[petsc-dev] Additive Schwarz Method + ILU on GPU platforms
Barry Smith
bsmith at petsc.dev
Wed Nov 5 16:48:23 CST 2025
An overlap of 16 is huge and would rarely if ever, be done in practice. It is not surprising that the subproblems become as large as they do with such a large overlap.
How the overlap is used.
while (overlap--) {
add to the subproblem all degrees of freedom that are coupled by nonzeros in the matrix to all the current degrees of freedom in the subproblem.
}
So it is grabbing all the neighbors for 16 rounds of grabbing.
> On Nov 5, 2025, at 3:05 PM, Angus, Justin Ray via petsc-dev <petsc-dev at mcs.anl.gov> wrote:
>
> I think the issue is my overlap is too large. Perhaps I don’t fully understand how the overlap parameter is used. Let me explain my setup below.
>
> My vector of unknowns is the electric field on a Yee grid in a 2D geometry. I’m using 4x4 grid cells per rank. This gives 4*5 = 20 degrees of freedom for each of the two in-plane components of E, and 5*5 = 25 for the out-of-plane component. The total is 65 degrees of freedom per rank. My global problem size is 224x16 on 224 ranks for one case, and 224x32 on 448 ranks for another.

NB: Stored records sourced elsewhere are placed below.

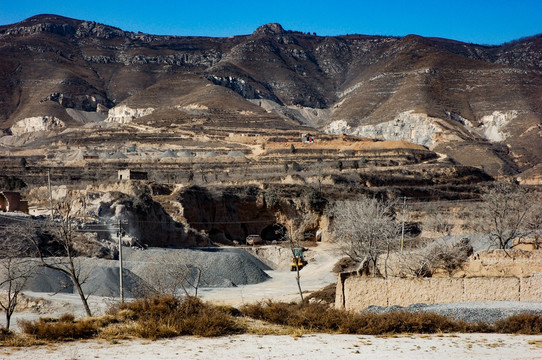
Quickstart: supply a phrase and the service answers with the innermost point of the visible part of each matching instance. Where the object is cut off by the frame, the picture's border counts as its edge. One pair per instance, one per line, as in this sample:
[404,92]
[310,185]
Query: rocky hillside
[480,105]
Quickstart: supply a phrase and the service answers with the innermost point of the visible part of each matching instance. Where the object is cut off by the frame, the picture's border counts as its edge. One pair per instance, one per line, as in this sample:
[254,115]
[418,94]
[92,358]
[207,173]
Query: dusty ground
[318,346]
[282,286]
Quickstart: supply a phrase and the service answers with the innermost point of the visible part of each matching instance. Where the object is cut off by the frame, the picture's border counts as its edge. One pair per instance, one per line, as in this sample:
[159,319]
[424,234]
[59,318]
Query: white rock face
[36,123]
[409,126]
[123,114]
[492,125]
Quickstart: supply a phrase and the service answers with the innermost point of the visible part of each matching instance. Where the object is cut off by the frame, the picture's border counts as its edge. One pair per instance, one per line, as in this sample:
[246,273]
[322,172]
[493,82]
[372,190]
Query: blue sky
[482,22]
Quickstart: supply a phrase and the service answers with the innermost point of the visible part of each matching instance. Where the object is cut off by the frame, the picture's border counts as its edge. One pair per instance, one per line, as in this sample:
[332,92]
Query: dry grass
[527,324]
[164,317]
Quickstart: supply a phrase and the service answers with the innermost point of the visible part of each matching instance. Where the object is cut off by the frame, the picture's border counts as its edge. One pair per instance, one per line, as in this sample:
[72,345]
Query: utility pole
[403,224]
[121,277]
[50,192]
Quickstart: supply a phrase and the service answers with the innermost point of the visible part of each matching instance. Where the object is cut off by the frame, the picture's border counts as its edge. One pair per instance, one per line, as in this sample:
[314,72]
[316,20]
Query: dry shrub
[320,317]
[64,328]
[166,316]
[529,324]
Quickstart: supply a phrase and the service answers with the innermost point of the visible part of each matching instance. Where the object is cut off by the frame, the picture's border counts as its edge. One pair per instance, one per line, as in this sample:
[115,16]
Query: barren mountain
[478,104]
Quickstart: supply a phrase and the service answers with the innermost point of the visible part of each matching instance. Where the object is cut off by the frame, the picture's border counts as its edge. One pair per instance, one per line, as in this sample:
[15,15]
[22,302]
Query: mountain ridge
[448,91]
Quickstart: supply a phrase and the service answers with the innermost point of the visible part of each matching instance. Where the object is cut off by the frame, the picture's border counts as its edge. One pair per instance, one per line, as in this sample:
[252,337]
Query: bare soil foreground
[316,346]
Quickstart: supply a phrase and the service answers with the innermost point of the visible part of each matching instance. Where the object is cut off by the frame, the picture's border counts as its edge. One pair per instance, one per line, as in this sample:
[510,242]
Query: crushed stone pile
[486,311]
[102,280]
[220,267]
[236,154]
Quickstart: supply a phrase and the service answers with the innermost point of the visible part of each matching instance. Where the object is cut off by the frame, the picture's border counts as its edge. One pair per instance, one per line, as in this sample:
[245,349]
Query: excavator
[298,261]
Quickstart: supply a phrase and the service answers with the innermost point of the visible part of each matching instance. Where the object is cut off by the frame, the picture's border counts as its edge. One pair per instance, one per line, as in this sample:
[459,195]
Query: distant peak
[269,29]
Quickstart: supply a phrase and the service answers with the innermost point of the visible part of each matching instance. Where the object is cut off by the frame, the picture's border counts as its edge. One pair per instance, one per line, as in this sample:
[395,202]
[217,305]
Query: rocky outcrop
[36,123]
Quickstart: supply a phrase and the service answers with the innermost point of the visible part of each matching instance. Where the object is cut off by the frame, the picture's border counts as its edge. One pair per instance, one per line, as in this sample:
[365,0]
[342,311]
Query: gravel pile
[220,267]
[102,279]
[488,312]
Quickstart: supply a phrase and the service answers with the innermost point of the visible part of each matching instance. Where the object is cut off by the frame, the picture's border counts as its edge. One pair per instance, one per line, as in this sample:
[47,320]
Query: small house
[11,201]
[307,138]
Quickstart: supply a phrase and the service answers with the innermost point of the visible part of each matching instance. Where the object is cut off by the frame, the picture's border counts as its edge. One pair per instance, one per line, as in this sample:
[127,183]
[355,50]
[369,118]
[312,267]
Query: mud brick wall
[357,293]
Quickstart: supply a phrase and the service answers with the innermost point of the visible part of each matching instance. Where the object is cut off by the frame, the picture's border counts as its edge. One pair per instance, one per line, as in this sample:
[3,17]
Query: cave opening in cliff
[273,232]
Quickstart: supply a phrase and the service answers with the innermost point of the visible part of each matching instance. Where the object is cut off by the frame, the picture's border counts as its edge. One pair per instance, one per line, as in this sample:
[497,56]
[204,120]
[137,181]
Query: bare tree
[506,210]
[64,256]
[534,225]
[435,256]
[294,234]
[365,230]
[15,270]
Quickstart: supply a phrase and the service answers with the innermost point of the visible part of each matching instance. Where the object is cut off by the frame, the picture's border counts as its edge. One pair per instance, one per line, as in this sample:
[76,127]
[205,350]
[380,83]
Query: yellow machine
[298,261]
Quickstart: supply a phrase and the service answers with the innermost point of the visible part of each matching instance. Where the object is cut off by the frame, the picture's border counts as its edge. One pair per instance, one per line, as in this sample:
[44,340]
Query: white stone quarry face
[414,127]
[123,114]
[36,123]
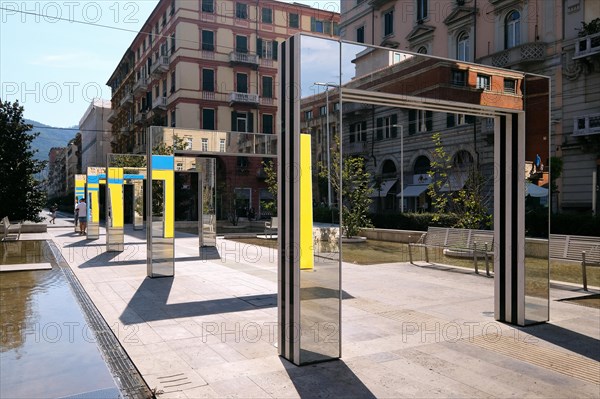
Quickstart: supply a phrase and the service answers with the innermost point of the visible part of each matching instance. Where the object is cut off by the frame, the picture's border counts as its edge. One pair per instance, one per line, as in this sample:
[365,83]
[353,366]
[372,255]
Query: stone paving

Using ASM overlap 4, I get the following for PC sub blocks on a rank:
> PC Object: (sub_) 1 MPI process
> type: lu
> out-of-place factorization
> Reusing fill from past factorization
> Reusing reordering from past factorization
> tolerance for zero pivot 2.22045e-14
> matrix ordering: nd
> factor fill ratio given 5., needed 4.02544
> Factored matrix follows:
> Mat Object: (sub_) 1 MPI process
> type: seqaij
> rows=402, cols=402
> package used to perform factorization: petsc
> total: nonzeros=16295, allocated nonzeros=16295
> not using I-node routines
>
> The above is for a 224x16 size domain in 224 total ranks, but I get the same thing for a 224x32 size domain on 448 ranks, which is what I am expected to get.
>
> However, if I set the overlap to 16 (which is larger than by box size on a given rank), I get the following
> 224x16 gid on 112 ranks:
> PC Object: (sub_) 1 MPI process
> type: lu
> out-of-place factorization
> Reusing fill from past factorization
> Reusing reordering from past factorization
> tolerance for zero pivot 2.22045e-14
> matrix ordering: nd
> factor fill ratio given 5., needed 6.52557
> Factored matrix follows:
> Mat Object: (sub_) 1 MPI process
> type: seqaij
> rows=1316, cols=1316
> package used to perform factorization: petsc
> total: nonzeros=95195, allocated nonzeros=95195
> not using I-node routines
>
> 224x16 gid on 112 ranks:
> PC Object: (sub_) 1 MPI process
> type: lu
> out-of-place factorization
> Reusing fill from past factorization
> Reusing reordering from past factorization
> tolerance for zero pivot 2.22045e-14
> matrix ordering: nd
> factor fill ratio given 5., needed 8.59182
> Factored matrix follows:
> Mat Object: (sub_) 1 MPI process
> type: seqaij
> rows=2632, cols=2632
> package used to perform factorization: petsc
> total: nonzeros=250675, allocated nonzeros=250675
> not using I-node routines
>
> In this case, with an overlap much larger than the box size, the rows/cols per rank go up by a factor of 2 when doubling the problem size at fixed work per rank.
>
> Why is this?
> How exactly is the overlap parameter used?
>
> Thank you.
>
> -Justin
>
> From: Angus, Justin Ray <angus1 at llnl.gov>
> Date: Wednesday, November 5, 2025 at 8:17 AM
> To: MFAdams at LBL.GOV <MFAdams at LBL.GOV>, Matthew Knepley <knepley at gmail.com>
> Cc: petsc-dev at mcs.anl.gov <petsc-dev at mcs.anl.gov>
> Subject: Re: [petsc-dev] Additive Schwarz Method + ILU on GPU platforms
>
> Thanks for the reply.
>
> The work per block should be the same for the weak scaling. I know LU is not scalable with respect to the block size.
>
> Perhaps our setup is not doing what we think it is doing. I’ll look into it further.
>
> -Justin
>
> From: Mark Adams <mfadams at lbl.gov>
> Date: Wednesday, November 5, 2025 at 6:14 AM
> To: Matthew Knepley <knepley at gmail.com>
> Cc: Angus, Justin Ray <angus1 at llnl.gov>, petsc-dev at mcs.anl.gov <petsc-dev at mcs.anl.gov>
> Subject: Re: [petsc-dev] Additive Schwarz Method + ILU on GPU platforms
>
> And we do not have sparse LU on GPUs so that is done on the CPU.
>
> And I don't know why it would not weak scale well.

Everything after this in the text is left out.